Monday, October 3, 2011

Takut


Dasar dari gerak kehidupan manusia adalah ketakutan. Betapa manusia takut untuk sendiri, sehingga ia begitu ramah dan berpura-pura. Bertopeng dan memainkan drama. Bukankah pada dasarnya manusia adalah sendiri?

Betapa takutnya manusia akan ketidak pastian masa depan sehingga membabi buta kumpulkan harta dan memanfaatkan raga. Menjerat dengan kait cinta dan etika untuk mendapatkan bagian harta. Kepastian di dalam ketidak pastian. Tenang.
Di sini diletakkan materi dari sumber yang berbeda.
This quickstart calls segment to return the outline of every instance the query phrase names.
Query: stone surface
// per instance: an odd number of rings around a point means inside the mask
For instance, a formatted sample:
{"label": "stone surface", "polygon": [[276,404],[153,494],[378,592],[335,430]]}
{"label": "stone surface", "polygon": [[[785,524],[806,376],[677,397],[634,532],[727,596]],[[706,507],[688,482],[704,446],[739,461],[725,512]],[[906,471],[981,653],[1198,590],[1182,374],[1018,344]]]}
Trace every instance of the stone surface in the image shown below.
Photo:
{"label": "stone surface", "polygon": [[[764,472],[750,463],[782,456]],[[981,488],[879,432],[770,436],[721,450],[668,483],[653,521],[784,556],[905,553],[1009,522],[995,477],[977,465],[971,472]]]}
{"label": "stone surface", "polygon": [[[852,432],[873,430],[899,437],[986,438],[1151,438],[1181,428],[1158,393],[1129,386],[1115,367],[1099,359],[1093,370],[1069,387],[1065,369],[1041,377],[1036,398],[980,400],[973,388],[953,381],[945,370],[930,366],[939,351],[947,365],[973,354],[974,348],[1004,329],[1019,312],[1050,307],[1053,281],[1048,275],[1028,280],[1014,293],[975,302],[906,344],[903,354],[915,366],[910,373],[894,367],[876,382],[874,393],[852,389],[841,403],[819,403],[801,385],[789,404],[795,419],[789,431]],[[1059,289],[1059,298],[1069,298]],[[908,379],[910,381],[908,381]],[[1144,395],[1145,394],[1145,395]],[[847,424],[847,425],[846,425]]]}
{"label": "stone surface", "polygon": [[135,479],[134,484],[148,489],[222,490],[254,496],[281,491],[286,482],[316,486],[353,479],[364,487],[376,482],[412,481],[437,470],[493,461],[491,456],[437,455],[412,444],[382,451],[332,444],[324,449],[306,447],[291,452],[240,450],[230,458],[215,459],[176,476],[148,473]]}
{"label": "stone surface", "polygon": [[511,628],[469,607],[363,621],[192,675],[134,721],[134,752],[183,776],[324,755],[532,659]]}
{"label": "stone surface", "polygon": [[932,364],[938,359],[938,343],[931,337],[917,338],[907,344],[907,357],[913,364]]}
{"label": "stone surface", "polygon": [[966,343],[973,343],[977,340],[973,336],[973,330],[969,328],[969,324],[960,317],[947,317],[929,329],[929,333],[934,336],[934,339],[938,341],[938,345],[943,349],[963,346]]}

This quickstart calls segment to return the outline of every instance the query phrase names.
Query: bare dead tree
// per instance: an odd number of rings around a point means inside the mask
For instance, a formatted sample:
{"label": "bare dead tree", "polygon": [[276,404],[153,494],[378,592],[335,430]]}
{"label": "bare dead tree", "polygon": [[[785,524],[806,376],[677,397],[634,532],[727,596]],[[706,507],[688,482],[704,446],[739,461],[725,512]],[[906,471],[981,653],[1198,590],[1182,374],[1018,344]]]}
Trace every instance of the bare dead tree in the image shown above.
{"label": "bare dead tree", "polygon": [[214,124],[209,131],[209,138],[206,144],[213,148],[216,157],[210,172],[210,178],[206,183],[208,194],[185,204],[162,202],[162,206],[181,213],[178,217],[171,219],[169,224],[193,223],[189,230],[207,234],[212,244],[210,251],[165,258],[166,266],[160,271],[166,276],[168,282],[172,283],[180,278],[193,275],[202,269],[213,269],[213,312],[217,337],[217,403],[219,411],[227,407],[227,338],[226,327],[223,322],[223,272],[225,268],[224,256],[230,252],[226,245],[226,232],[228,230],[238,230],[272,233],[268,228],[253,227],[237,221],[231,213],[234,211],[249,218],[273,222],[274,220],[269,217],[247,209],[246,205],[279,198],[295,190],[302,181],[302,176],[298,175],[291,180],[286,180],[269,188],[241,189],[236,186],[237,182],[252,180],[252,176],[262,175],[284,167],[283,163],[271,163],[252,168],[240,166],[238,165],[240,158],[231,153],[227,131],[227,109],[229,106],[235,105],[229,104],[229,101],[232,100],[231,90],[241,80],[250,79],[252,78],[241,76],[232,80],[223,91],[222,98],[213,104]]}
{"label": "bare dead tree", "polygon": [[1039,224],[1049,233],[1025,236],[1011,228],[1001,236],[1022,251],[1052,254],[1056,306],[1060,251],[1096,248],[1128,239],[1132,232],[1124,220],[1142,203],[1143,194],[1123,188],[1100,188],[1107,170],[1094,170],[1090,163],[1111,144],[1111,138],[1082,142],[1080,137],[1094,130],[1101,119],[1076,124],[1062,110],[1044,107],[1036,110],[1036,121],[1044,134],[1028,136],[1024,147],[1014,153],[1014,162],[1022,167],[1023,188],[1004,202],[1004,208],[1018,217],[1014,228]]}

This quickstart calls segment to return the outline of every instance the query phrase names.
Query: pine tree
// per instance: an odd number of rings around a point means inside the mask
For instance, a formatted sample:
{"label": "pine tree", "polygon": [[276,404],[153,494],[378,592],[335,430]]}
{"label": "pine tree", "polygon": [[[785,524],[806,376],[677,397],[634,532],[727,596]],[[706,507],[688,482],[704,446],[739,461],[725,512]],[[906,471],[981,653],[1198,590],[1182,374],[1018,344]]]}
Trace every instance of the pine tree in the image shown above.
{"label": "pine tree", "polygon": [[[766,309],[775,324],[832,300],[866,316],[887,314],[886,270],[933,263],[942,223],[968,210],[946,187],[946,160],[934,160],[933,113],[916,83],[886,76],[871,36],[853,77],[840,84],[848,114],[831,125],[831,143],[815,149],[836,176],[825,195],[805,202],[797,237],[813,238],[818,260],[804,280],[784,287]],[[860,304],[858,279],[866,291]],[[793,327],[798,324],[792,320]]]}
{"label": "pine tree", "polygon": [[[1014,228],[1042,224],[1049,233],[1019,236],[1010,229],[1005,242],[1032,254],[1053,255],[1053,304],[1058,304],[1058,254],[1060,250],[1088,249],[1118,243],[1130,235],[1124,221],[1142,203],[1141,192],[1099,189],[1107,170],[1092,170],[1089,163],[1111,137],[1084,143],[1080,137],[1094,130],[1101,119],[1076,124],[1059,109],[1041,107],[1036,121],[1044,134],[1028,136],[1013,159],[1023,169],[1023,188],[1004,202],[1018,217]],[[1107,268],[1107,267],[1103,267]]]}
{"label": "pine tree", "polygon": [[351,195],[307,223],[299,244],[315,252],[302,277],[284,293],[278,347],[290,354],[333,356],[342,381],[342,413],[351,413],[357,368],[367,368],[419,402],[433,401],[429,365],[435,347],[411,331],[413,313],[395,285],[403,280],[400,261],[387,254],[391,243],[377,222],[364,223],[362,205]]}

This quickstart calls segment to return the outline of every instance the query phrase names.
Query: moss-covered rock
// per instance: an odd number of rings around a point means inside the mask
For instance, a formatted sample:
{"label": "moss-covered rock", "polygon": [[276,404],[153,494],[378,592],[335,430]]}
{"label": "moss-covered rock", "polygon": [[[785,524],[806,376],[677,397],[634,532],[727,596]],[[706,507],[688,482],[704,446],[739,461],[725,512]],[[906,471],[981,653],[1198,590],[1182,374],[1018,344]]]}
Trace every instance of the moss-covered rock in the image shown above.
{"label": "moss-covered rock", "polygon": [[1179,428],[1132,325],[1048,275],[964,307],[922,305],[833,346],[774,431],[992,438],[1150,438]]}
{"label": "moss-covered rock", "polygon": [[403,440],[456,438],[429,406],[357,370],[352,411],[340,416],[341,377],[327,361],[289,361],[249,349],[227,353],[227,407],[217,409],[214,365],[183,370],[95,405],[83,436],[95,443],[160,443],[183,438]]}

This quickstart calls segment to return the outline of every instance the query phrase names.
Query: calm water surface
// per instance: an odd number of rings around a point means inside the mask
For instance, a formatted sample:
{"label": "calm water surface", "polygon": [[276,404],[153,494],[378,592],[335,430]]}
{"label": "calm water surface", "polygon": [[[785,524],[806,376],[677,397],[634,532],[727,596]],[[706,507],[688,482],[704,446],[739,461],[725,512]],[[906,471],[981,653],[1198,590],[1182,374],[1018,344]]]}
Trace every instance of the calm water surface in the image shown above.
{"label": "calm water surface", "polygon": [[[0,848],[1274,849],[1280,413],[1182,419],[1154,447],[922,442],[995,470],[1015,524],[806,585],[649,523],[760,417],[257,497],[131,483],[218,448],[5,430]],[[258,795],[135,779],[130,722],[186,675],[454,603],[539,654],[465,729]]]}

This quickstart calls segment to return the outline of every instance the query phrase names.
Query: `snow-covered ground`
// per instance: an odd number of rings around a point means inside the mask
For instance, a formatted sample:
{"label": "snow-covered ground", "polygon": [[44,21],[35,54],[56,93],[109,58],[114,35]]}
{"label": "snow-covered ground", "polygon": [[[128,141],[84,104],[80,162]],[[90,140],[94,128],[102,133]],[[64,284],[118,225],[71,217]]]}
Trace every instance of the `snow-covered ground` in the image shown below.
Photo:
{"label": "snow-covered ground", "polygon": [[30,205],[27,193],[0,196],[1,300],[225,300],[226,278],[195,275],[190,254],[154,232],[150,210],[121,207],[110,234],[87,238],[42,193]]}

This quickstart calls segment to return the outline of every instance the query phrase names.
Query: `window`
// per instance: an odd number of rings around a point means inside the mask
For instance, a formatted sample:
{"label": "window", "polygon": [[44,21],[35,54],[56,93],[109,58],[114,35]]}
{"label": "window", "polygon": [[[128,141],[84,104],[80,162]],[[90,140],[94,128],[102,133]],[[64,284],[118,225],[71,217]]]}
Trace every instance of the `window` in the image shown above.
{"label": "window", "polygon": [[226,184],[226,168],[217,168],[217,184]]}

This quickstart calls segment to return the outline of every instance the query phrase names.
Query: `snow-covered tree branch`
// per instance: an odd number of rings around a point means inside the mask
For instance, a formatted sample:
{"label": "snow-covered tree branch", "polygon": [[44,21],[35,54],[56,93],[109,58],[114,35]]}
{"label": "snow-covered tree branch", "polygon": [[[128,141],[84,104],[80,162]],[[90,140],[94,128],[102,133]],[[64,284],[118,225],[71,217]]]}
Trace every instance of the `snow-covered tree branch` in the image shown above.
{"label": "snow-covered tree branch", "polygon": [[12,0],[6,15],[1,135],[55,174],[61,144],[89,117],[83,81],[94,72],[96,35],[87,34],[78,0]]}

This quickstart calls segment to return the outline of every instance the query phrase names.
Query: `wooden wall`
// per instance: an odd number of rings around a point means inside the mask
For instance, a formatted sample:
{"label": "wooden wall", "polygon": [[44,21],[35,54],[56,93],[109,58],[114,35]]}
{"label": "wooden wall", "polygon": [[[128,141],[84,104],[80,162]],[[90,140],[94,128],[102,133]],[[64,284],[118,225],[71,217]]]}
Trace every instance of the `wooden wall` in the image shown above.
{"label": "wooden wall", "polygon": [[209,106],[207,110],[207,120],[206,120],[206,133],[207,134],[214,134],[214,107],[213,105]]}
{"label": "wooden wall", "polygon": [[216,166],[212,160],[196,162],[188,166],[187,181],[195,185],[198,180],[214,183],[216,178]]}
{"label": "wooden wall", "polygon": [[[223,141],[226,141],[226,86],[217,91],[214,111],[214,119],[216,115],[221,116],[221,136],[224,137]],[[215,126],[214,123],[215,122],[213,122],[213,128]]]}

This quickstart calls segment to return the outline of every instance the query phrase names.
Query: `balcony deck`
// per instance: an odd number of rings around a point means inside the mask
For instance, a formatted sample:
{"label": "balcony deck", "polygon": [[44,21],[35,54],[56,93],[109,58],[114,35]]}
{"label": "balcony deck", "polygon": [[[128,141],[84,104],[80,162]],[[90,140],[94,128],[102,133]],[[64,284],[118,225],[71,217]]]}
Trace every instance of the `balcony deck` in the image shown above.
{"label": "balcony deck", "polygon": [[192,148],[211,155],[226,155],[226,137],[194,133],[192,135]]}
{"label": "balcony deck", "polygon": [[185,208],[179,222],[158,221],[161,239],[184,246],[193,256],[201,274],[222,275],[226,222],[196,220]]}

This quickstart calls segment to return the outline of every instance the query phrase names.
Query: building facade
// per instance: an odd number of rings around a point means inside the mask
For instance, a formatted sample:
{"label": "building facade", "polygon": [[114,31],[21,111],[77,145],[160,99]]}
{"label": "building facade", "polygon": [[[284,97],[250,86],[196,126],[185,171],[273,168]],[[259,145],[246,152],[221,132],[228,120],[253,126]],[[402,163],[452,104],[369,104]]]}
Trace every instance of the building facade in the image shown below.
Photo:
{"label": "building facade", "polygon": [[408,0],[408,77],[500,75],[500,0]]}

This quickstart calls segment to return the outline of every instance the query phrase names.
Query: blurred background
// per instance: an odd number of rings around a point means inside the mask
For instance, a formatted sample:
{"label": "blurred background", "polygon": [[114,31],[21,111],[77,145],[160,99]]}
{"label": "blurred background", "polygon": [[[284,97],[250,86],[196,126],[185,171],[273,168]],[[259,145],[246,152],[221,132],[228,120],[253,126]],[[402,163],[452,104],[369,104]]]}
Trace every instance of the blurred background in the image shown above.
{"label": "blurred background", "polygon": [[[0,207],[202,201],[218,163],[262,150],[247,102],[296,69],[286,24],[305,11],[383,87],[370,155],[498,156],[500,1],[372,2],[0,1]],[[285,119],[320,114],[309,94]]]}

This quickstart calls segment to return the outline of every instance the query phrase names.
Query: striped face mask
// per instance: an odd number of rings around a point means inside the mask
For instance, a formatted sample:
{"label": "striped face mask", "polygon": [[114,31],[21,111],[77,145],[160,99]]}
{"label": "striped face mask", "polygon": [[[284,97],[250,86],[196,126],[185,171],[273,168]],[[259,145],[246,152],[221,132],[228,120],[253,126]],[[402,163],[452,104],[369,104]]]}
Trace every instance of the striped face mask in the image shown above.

Betapa takutnya manusia kehilangan penghargaan, sehingga dengan kekerasan dan kekakuan mempertahankan posisi. Menyatakan kekuasaan dan keunggulan dibandingkan manusia lainnya. Persaingan muncul alamiah, sealami substansi dasar manusia yang adalah hasrat untuk berkuasa.

Arus global yang muncul dari kesepakatan, yang demi kemanusiaan pada awalnya, yang menjadi terbalik pada akhirnya. Kemanusiaan demi arus umum yang global. Persamaan adalah kehidupan, perbedaan tak boleh bertahan dan mati terbiarkan. Kesempurnaan adalah bentuk yang berdasarkan arus umum yang sedang berjalan. Selain itu, tidak ada (pengakuan).

Betapa takutnya manusia keluar dari arus, untuk berbeda dan bergesekan, sehingga menyerah pada kenyataan – berkelahi dalam pikiran. Kekecewaan yang berjalan sepanjang segala zaman. Terbentuklah manusia-manusia kaku yang berpengalaman kekecewaan dan berkata (nasihat) tajam tersirat harapan yang tak sempat dimulai. Menjadikan manusia kini seperti keinginan dahulu.

Betapa takut manusia untuk menjadi diri sendiri, sehingga menjadi sesuatu yang sama dan banyak, karena kepastian akan kemapanan. Betapa candu kemapanan mematikan kemanusiaan. Diri sendiri teraktualisasi lewat dunia lain yang tak nyata, karena dalam kenyataan beda adalah dosa. Kemapanan mereduksi kemanusiaan.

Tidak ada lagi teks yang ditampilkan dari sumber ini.